Lovable reportedly in talks to double its valuation to $13.2B
By Jakub Antkiewicz
•2026-07-09T10:55:46Z
Lovable Valuation Set to Double to $13.2B
Swedish AI startup Lovable is reportedly in talks to raise $300 million in a new funding round that would set its valuation at $13.2 billion. The proposed figure is exactly double the $6.6 billion valuation the company secured just last December, indicating sustained high-velocity growth in the AI-native software development space. According to a report from Sifted, the round is expected to be led by Menlo Ventures, which recently announced a new $3 billion fund.
Financial and Operational Metrics
The less-than-three-year-old startup has demonstrated significant commercial traction, hitting a $500 million annualized revenue run rate in June. Lovable’s core product is a “vibe-coding” tool that enables users to build websites and e-commerce stores by describing them in natural language.

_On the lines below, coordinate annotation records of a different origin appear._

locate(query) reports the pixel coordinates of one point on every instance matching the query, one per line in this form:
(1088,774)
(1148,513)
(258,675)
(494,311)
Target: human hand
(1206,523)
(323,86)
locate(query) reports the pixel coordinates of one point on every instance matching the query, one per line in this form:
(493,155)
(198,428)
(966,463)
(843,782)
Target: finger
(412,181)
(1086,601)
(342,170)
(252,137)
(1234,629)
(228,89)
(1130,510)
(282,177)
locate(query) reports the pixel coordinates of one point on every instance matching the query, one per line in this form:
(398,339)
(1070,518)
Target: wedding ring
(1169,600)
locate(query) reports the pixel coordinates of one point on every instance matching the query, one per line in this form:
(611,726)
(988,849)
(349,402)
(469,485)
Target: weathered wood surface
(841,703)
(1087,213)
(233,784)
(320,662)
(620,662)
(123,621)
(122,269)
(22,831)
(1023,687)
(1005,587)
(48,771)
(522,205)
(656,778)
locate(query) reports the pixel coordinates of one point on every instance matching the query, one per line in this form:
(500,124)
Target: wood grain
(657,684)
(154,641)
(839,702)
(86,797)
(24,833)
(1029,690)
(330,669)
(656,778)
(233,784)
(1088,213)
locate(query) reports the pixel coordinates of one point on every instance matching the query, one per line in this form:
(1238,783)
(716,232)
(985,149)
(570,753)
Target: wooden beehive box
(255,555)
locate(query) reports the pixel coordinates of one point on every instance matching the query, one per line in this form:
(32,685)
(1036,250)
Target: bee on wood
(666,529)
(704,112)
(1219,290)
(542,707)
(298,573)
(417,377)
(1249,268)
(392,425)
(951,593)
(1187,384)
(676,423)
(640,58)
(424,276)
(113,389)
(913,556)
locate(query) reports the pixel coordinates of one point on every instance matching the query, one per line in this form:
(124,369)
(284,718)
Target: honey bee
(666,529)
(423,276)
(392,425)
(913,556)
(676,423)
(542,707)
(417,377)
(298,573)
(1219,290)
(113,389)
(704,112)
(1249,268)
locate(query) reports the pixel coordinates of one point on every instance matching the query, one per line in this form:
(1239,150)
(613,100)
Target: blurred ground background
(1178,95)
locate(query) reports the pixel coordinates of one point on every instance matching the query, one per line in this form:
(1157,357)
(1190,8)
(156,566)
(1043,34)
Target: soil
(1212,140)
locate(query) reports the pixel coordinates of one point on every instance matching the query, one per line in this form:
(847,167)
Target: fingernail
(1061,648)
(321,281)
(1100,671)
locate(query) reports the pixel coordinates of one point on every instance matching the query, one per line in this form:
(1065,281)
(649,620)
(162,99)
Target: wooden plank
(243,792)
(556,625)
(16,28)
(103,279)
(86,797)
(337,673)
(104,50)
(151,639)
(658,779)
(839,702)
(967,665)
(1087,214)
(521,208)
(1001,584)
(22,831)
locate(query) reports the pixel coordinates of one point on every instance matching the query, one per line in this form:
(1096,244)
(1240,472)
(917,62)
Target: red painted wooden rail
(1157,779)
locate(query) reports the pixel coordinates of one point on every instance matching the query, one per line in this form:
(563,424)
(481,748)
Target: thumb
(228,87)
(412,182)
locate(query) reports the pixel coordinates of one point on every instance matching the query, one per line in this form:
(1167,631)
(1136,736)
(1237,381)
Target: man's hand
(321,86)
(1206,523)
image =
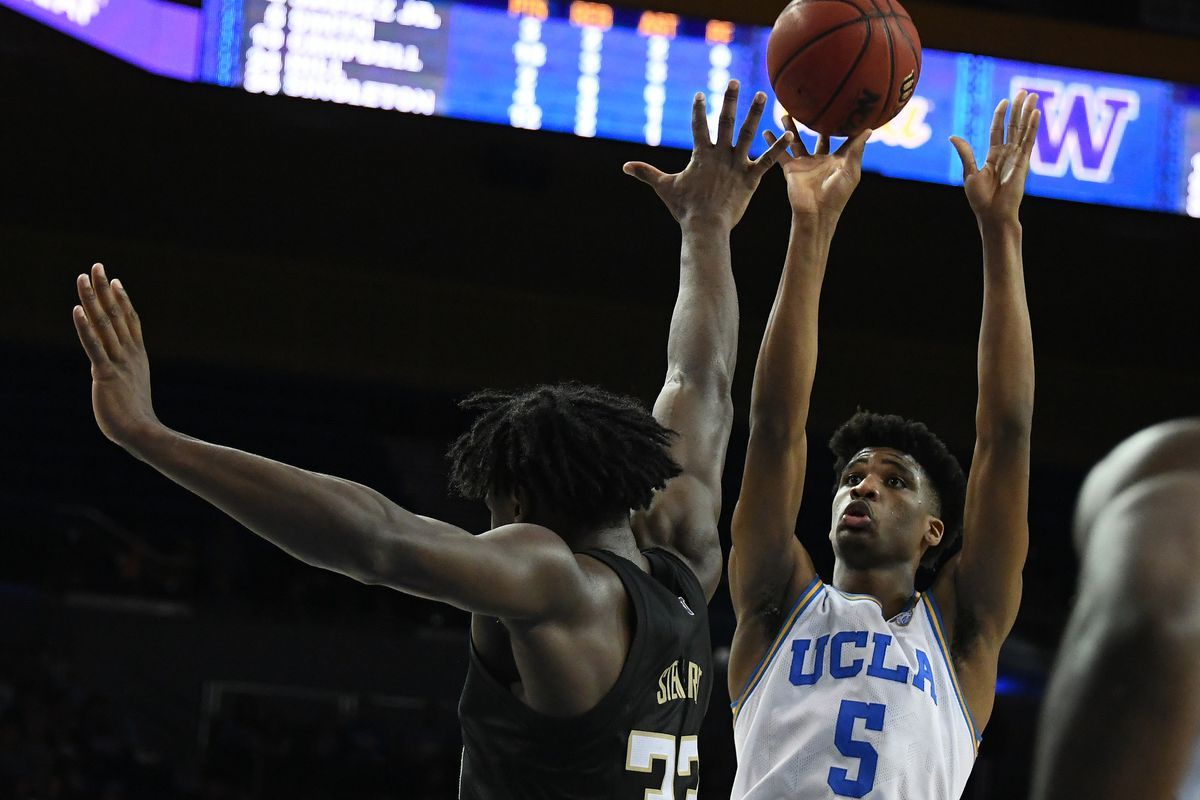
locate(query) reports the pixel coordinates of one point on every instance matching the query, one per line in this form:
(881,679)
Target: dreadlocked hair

Its customer base includes individual creators and founders as well as major enterprise clients like Workday, Asana, and NVIDIA, who use the platform for internal and external software projects.
- Proposed Valuation: $13.2 Billion
- Funding Target: $300 Million
- Previous Valuation (Dec. 2025): $6.6 Billion
- Annualized Revenue Run Rate (June 2026): $500 Million
The Competitive Landscape in Vibe Coding
Lovable's potential valuation underscores the intense capital allocation towards vibe coding, which allows users to generate software from simple descriptions. The sector has seen multiple high-profile funding and acquisition events recently. Competitor Replit was valued at $9 billion in March, while Factory, which focuses on enterprise AI agents, raised $150 million at a $1.5 billion valuation in April. In a market-defining move, developer-focused vibe-coding tool Cursor was acquired by SpaceX for a reported $60 billion last month, signaling that large industrial and tech firms view this capability as a strategic asset.
Lovable's rapid valuation increase, coupled with major M&A activity like SpaceX's acquisition of Cursor, confirms that investors are placing enormous premiums on AI platforms that translate natural language directly into functional software, viewing it as a critical layer of the new development stack.